As empresas podem adoptar estratégias eficazes para garantir que o investimento em formação académica traga benefícios para ambas as partes. Uma solução passa por cofinanciar os estudos com base na antiguidade, função ou desempenho do colaborador, associado a um acordo de permanência pós-formação. Também é possível alinhar os trabalhos académicos com os desafios da empresa, aproveitando os projectos dos alunos para resolver problemas reais e gerar soluções práticas. Outra abordagem viável é pedir aos colaboradores que repliquem internamente o conhecimento adquirido, multiplicando o impacto da formação e garantindo que beneficia um grupo mais alargado. Nenhuma destas ideias exige grandes departamentos de RH ou orçamentos milionários. Bastam pequenas decisões: apoiar um curso, pedir a um colaborador para partilhar o que aprendeu ou incluir a formação no plano anual da empresa.
Embora estas estratégias não sejam novas, muitos empresários continuam a não aplicá-las, alegando custos incomportáveis. Contudo, num contexto em que cresce o número de portugueses a trabalhar para o estrangeiro, este tema deveria merecer atenção política. Apesar de existirem apoios públicos, como incentivos fiscais, programas do IEFP e o Cheque-Formação, estes são pouco abrangentes e têm limitações significativas. O Fundo Social Europeu também contribui, mas de forma segmentada e com fraca integração com o meio académico.

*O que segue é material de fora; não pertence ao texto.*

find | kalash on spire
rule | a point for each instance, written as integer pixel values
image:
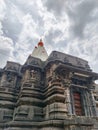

São vários os estudos que apontam que a valorização dos colaboradores está intimamente ligada à capacidade das empresas se reinventarem. A maioria das pessoas não quer apenas um salário. Quer sentir que tem impacto, que pode propor melhorias, que pode desafiar o status quo. Um colaborador que vê a sua empresa investir no seu desenvolvimento sente-se empoderado para pensar estrategicamente, propor novas soluções e elevar o desempenho colectivo.
Não tenho dados estatísticos, mas nos cursos executivos em que tenho responsabilidade, percepciono que apenas um quinto dos alunos é financiado pelas suas empresas. Os restantes suportam o custo na esperança de se valorizarem profissionalmente, muitas vezes fora da empresa actual. E quem sabe se entre os nove que saem e o um que fica, não está exactamente aquele que pode redesenhar a forma como operamos, servimos clientes ou inovamos produtos? Esse 1% com visão pode valer mais do que qualquer corte de custos.
Como líderes, temos de decidir: queremos manter tudo como está, ou queremos apostar num futuro em que, por vezes, um simples pedido para estudar é o início de algo maior?